# Cryptocurrency Data Pipeline — Final Presentation
**Author:** Sonia Mannepuli

This notebook summarizes the 6-week ETL project: extraction, cleaning, storage, quality checks, visualization, and final presentation.


## Week-by-week Summary

- **Week 1 — Extraction:** CoinGecko API extraction, retry logic, raw JSON/CSV snapshots.
- **Week 2 — Cleaning:** Normalize cols, handle missing values, deduplicate, feature engineering (price change, moving averages).
- **Week 3 — Storage & Automation:** Master CSV + SQLite DB, automation with schedule/APScheduler, logging.
- **Week 4 — Data Quality & Monitoring:** Data quality checker and daily/weekly reports (CSV + Markdown).
- **Week 5 — EDA & Dashboard:** Jupyter EDA, time-series visuals, Streamlit dashboard deployment.
- **Week 6 — Presentation:** Architecture diagram, presentation notebook, final repo polish.

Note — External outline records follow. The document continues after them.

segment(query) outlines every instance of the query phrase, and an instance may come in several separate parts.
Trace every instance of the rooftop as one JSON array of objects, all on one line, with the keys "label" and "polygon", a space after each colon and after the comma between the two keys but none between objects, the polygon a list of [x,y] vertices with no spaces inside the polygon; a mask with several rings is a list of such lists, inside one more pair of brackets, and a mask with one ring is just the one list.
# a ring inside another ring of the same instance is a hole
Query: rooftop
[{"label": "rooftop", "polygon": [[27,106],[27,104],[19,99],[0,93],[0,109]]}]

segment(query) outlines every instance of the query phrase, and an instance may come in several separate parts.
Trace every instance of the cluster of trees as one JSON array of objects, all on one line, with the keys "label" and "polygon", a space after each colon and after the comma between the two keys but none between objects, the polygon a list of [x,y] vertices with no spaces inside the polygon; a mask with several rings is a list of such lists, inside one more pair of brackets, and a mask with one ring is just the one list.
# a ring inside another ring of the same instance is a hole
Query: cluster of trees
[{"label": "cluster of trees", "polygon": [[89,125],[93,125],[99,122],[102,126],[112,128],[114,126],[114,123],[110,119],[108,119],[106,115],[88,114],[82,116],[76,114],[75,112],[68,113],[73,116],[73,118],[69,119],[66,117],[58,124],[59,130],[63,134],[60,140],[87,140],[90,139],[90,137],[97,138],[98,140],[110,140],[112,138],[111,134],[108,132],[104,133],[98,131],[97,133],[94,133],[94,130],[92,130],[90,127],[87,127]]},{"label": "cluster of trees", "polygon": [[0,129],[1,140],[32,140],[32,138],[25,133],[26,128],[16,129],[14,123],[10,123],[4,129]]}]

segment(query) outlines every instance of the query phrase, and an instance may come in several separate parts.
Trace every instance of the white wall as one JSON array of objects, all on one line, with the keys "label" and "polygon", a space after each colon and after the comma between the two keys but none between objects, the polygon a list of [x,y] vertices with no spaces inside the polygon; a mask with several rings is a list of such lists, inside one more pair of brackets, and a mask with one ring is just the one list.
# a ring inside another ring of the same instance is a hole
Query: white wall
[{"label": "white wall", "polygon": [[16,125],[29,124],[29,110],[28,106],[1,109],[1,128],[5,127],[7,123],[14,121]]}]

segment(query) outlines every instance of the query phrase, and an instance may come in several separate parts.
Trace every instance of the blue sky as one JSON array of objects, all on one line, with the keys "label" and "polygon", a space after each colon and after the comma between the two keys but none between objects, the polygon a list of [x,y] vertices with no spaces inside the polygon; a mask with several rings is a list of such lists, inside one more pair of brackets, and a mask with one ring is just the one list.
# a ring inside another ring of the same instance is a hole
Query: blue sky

## Pipeline Architecture (Week 1 — Extraction view)
![Pipeline Diagram](docs/pipeline_architecture.png)

In [6]:
import os
print('Files in working directory:')
for d in ['data/clean','data/raw','docs','logs']:
    p = os.path.join('.', d)
    if os.path.exists(p):
        print('-', p, 'contains', len(os.listdir(p)))
    else:
        print('-', p, 'MISSING')

Files in working directory:
- .\data/clean contains 7
- .\data/raw contains 3
- .\docs contains 1
- .\logs contains 3


In [None]:

# Example: Top 5 bar chart if a cleaned CSV exists
import pandas as pd, matplotlib.pyplot as plt
cands = ['data/clean/crypto_clean.csv','crypto_clean.csv','data/clean/crypto_master.csv']
csv = next((p for p in cands if os.path.exists(p)), None)
if csv:
    df = pd.read_csv(csv)
    if 'market_cap' in df.columns:
        df['market_cap'] = pd.to_numeric(df['market_cap'], errors='coerce')
        top5 = df.nlargest(5, 'market_cap').dropna(subset=['market_cap'])
    else:
        top5 = df.head(5)
    names = top5['name'] if 'name' in top5.columns else top5.iloc[:,0]
    prices = top5['current_price'] if 'current_price' in top5.columns else top5.iloc[:,1]
    fig, ax = plt.subplots(figsize=(6,3))
    ax.bar(names.astype(str), pd.to_numeric(prices, errors='coerce'), color='gold')
    ax.set_title('Top 5 Cryptos by Price')
    ax.set_ylabel('Price (USD)')
    plt.xticks(rotation=25)
    plt.tight_layout()
    plt.show()
else:
    print('No cleaned CSV found to plot.')


## Key Findings

- Bitcoin and Ethereum lead total market cap.
- 5-day MA smooths volatility and highlights trend direction.
- Altcoins show higher short-term volatility.